俺はその光景から、目が離せなくなった。蝉の声も、本のインクの匂いも、遠のいていく。俺の世界は、彼女のポニーテールとその周辺の、半径10センチほどの空間に収縮してしまう。
思春期、という言葉で片付けるには、その執着はあまりに生々しかった。俺のスケッチブックは、いつの間にか風景画や静物画の代わりに、様々な角度から描かれた彼女の後ろ姿で埋め尽くされていった。
揺れる髪の動き、光の反射、うなじの滑らかな曲線。鉛筆を走らせながら、俺は想像する。あの髪に触れたら、どんな感触がするだろう。指を絡めたら、彼女のシャンプーの匂いが、指先に移るのだろうか。
そんなことを考えていると、腹の底の方が、じんと熱くなった。それは、甘酸っぱい恋心とは少し違う、もっとどろりとした、名前のない感情だった。誰にも言えない、知られてはいけない欲望。その秘密の熱が、俺の退屈な夏を、奇妙な緊張感で満たしていった。
ある日の午後。その日も俺は、いつもの席で、彼女のポニーテールを盗み見ていた。不意に、彼女が立ち上がって席を離れた。飲み物でも買いに行ったのだろうか。
彼女が去った机の上に、何かが残されているのに気づいた。
紺色の、ヘアゴムだった。
いつも彼女の髪を束ねている、見慣れたそれだ。
俺の心臓が、どくん、と大きく跳ねた。
蝉の声が、やけに大きく聞こえる。図書室には俺と、数人の生徒しかいない。誰も、俺のことなど気にも留めていない。
喉が渇く。掌にじっとりと汗が滲む。
あれは、ついさっきまで彼女の髪に、彼女の体温に触れていたものだ。彼女の一部と言ってもいい。
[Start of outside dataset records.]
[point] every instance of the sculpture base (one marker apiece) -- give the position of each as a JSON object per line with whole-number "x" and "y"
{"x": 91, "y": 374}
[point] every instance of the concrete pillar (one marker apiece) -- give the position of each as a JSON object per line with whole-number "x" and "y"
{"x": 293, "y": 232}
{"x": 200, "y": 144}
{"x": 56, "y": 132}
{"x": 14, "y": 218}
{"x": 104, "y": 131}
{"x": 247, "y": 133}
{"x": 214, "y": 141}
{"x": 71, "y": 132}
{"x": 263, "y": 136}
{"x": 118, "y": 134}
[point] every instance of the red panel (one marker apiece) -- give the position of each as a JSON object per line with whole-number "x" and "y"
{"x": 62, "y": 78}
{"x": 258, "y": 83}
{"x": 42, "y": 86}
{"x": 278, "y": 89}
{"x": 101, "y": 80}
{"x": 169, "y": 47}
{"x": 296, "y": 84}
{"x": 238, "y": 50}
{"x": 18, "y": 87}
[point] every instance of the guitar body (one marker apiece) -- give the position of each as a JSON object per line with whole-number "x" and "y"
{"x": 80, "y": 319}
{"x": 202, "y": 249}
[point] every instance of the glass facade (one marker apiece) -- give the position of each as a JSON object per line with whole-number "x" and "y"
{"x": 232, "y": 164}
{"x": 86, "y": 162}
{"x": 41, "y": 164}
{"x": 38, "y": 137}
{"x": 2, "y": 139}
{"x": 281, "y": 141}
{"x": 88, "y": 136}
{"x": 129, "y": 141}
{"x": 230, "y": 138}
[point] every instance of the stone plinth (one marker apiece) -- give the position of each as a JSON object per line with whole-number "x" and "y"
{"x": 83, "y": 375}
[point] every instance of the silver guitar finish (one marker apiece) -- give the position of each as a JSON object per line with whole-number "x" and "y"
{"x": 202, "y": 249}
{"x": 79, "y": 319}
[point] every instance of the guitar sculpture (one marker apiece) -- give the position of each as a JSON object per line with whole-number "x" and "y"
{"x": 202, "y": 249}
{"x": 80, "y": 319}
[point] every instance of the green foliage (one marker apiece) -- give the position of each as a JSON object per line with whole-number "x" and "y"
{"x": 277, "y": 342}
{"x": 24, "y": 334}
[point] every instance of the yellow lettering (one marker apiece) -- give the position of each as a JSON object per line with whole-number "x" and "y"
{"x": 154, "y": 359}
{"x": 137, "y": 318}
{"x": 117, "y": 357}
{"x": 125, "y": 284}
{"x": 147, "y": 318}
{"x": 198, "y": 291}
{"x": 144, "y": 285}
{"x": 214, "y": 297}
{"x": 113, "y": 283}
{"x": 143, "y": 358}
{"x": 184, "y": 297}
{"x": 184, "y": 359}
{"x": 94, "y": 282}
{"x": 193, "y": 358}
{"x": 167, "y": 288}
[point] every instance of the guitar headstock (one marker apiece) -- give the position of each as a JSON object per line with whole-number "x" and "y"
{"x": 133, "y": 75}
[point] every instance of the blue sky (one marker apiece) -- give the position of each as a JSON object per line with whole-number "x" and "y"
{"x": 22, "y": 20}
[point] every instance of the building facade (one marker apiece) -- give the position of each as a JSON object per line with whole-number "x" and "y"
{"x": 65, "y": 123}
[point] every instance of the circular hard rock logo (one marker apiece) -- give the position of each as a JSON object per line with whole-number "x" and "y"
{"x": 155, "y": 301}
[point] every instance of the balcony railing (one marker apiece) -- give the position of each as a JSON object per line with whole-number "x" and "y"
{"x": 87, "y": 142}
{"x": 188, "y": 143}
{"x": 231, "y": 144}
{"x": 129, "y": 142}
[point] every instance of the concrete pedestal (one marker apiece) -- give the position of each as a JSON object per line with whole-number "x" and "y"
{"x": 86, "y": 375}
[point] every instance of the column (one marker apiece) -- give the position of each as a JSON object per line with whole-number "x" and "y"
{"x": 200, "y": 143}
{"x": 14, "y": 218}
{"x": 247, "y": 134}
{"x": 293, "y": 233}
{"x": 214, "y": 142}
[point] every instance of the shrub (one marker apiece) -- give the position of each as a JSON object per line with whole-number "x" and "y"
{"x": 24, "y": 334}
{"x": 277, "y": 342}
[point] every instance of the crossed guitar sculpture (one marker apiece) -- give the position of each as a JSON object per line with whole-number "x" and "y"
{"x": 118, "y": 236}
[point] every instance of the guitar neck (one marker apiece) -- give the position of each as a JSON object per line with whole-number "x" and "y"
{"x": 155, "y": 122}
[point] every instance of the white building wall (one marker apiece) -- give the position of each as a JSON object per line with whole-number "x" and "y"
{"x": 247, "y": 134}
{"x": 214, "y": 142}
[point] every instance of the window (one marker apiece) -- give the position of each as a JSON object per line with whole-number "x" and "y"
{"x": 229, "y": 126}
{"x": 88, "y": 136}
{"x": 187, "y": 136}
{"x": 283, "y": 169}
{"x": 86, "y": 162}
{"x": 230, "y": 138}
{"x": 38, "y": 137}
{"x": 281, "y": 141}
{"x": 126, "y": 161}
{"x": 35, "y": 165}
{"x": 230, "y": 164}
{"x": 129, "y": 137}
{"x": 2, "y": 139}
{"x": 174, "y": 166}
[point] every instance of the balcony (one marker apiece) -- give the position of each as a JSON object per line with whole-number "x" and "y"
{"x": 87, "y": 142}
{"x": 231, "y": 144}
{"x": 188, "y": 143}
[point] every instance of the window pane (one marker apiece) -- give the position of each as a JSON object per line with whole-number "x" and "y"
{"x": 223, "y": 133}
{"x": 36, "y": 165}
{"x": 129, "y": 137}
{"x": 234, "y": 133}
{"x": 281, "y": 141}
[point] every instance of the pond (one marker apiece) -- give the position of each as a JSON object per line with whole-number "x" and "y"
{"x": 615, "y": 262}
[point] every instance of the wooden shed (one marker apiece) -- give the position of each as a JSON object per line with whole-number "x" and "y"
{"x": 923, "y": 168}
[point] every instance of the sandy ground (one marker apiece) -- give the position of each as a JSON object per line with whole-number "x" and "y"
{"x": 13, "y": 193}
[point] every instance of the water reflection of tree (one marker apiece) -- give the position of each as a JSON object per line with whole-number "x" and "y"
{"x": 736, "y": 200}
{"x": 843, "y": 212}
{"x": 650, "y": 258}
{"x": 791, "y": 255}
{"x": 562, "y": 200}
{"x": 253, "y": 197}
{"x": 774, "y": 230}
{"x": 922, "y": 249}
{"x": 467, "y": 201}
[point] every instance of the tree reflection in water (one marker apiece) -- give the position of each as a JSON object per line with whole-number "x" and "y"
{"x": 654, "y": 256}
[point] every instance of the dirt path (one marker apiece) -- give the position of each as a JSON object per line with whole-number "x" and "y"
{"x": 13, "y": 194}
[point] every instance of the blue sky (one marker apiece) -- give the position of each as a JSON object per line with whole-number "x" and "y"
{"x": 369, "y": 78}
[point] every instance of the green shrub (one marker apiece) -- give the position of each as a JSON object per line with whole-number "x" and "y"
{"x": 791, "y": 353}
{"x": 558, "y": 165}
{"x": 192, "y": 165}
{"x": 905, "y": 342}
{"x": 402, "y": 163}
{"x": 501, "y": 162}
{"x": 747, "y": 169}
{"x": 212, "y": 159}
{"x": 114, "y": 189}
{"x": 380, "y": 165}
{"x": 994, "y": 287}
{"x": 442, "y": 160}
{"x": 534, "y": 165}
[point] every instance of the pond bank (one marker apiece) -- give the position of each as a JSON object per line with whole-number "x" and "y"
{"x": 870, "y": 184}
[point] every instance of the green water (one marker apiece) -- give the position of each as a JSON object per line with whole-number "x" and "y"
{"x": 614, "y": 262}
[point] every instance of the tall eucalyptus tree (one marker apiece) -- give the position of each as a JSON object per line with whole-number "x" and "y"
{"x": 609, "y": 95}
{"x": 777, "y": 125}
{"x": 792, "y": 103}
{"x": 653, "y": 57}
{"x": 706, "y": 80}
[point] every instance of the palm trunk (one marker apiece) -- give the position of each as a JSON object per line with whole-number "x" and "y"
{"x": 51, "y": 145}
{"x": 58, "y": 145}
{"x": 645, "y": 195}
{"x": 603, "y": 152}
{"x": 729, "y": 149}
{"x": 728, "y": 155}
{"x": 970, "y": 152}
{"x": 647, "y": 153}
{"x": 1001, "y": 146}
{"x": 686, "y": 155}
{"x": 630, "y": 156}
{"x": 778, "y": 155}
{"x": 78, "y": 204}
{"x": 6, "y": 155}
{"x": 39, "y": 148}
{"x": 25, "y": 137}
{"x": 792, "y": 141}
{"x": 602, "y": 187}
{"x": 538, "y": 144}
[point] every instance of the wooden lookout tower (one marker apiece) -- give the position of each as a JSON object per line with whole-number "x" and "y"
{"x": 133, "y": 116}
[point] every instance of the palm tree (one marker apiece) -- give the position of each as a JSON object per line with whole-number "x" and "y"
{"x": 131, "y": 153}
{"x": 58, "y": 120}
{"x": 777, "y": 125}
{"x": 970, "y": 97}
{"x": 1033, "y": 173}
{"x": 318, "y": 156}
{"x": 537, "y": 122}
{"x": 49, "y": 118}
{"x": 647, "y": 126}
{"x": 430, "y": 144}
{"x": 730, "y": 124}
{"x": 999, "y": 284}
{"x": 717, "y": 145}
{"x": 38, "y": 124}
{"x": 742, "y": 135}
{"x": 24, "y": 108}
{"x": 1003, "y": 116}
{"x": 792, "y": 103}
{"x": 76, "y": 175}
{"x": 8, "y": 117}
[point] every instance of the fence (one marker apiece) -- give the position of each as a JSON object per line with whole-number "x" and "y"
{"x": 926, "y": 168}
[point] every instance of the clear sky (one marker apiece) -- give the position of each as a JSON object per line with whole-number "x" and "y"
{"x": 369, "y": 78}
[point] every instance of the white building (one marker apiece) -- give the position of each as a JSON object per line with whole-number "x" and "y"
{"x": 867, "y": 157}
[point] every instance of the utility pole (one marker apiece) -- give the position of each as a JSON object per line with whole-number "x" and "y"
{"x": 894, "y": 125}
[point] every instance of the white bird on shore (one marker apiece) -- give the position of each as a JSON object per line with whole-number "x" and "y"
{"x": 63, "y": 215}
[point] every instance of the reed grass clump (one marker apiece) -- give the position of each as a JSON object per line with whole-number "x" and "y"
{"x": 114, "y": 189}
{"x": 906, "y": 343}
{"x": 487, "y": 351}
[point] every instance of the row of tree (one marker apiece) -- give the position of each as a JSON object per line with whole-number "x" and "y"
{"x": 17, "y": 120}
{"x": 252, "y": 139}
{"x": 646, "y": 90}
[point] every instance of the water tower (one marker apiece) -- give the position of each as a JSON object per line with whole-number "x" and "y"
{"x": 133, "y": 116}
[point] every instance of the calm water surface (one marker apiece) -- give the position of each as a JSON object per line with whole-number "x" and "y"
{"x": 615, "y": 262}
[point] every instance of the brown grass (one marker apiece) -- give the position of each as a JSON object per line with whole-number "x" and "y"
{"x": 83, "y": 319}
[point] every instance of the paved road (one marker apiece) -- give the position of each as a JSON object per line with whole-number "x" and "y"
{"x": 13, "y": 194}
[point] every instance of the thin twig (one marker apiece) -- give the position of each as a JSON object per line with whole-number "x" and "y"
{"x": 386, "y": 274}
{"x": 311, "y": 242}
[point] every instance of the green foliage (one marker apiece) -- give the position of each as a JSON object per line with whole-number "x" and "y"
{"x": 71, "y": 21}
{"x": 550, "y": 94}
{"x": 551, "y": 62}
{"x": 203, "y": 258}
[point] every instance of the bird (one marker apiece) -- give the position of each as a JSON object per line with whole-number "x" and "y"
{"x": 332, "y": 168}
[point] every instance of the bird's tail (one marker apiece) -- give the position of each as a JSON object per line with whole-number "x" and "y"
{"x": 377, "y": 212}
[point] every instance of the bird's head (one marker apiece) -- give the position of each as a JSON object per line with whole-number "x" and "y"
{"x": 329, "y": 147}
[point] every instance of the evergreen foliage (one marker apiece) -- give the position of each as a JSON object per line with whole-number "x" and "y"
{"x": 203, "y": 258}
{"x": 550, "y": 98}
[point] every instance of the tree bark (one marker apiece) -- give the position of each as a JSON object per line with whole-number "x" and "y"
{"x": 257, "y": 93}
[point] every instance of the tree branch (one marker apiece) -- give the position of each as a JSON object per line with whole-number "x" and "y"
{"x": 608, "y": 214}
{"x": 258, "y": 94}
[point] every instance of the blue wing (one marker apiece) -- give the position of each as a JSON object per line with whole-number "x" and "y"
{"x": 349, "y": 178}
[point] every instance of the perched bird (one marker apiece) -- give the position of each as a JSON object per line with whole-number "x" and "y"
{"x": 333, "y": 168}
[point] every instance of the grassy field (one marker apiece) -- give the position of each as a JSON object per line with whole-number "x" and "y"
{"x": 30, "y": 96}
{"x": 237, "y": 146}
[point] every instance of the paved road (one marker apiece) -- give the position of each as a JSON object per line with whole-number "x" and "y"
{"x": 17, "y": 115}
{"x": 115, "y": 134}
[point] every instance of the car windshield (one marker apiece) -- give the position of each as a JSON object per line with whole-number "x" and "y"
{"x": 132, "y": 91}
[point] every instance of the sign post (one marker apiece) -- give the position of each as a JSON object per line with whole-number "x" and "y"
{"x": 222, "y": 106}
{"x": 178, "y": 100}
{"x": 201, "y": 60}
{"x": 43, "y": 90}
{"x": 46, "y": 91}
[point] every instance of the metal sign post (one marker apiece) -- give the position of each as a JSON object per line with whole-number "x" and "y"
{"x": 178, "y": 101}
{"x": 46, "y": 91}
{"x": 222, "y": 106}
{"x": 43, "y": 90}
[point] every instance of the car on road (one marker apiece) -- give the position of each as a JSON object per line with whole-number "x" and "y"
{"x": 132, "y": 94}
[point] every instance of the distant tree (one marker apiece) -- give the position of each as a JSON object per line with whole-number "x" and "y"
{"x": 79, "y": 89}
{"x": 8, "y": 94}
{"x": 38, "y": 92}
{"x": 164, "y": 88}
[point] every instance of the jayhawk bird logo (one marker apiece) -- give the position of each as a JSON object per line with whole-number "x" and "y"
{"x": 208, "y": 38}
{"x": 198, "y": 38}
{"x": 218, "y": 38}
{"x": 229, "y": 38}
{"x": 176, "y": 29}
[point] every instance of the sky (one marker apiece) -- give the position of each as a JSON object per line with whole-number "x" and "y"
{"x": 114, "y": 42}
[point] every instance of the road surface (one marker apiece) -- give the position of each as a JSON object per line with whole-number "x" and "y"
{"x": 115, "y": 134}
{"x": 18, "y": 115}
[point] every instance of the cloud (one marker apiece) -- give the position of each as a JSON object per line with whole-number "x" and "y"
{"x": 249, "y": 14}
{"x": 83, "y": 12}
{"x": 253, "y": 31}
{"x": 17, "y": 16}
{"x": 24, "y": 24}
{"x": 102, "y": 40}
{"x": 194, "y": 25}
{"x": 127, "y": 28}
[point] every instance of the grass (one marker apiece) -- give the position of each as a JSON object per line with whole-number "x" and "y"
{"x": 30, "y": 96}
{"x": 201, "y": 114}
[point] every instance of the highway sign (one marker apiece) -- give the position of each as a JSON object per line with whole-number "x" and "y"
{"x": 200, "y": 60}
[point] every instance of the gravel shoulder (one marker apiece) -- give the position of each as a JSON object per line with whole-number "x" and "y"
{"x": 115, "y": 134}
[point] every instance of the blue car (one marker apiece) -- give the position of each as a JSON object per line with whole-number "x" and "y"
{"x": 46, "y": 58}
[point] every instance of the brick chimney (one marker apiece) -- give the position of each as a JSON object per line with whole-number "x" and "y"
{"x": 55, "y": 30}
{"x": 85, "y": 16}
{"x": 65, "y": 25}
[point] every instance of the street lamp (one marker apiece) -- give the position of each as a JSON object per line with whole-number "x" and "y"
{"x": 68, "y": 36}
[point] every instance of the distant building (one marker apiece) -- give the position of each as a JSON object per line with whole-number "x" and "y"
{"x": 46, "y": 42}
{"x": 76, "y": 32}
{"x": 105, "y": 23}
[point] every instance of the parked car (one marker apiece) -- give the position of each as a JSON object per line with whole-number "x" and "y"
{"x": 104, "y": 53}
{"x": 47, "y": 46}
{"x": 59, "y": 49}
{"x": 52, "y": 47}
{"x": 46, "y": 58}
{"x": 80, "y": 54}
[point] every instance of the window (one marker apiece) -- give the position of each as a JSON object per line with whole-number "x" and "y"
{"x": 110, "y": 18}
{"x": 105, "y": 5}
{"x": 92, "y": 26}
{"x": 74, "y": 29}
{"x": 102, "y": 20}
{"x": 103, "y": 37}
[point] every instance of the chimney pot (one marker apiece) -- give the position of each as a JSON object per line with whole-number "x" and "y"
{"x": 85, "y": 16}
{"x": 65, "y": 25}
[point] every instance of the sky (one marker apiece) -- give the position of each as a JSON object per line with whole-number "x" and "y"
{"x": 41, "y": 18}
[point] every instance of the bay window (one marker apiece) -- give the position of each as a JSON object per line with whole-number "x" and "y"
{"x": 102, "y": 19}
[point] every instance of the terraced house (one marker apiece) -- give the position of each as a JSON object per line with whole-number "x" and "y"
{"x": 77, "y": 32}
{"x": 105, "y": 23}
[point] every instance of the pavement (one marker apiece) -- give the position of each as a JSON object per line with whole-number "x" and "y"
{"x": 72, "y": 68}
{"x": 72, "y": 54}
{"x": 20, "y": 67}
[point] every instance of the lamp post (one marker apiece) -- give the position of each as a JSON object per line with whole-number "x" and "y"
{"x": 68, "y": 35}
あれが欲しい。
衝動が抑えられなくなっていた。
頭の中で、警報が鳴り響く。やめろ。馬鹿なことは考えるな。ただの忘れ物だ。彼女が戻ってきたら、「忘れてたよ」と渡してやればいい。うまくいけば、それがきっかけで話せるかもしれない。それが、正しい選択だ。健全な男子高校生の、あるべき姿だ。
だが、俺の足は、意思に反して、ゆっくりと立ち上がっていた。まるで操り人形のように、一歩、また一歩と、彼女の机に近づいていく。
机に近づくと、ふわりと甘い香りがした。シャンプーの香りだろうか。彼女自身の匂いだろうか。その香りが、俺のなけなしの理性を麻痺させた。
指先が、震えていた。
俺は、周囲を素早く見回した。誰も見ていない。司書はカウンターの向こうでうたた寝をしている。
俺は、机の上のヘアゴムを、鷲掴みにするように手に取った。
ごくりと唾を飲み込み、そのままポケットにねじ込む。そして、何事もなかったかのように自分の席に戻った。心臓は、破裂しそうなほど激しく脈打っていた。
ポケットの中の、ヘアゴムの感触。まだ、微かに彼女の温もりが残っているような気がした。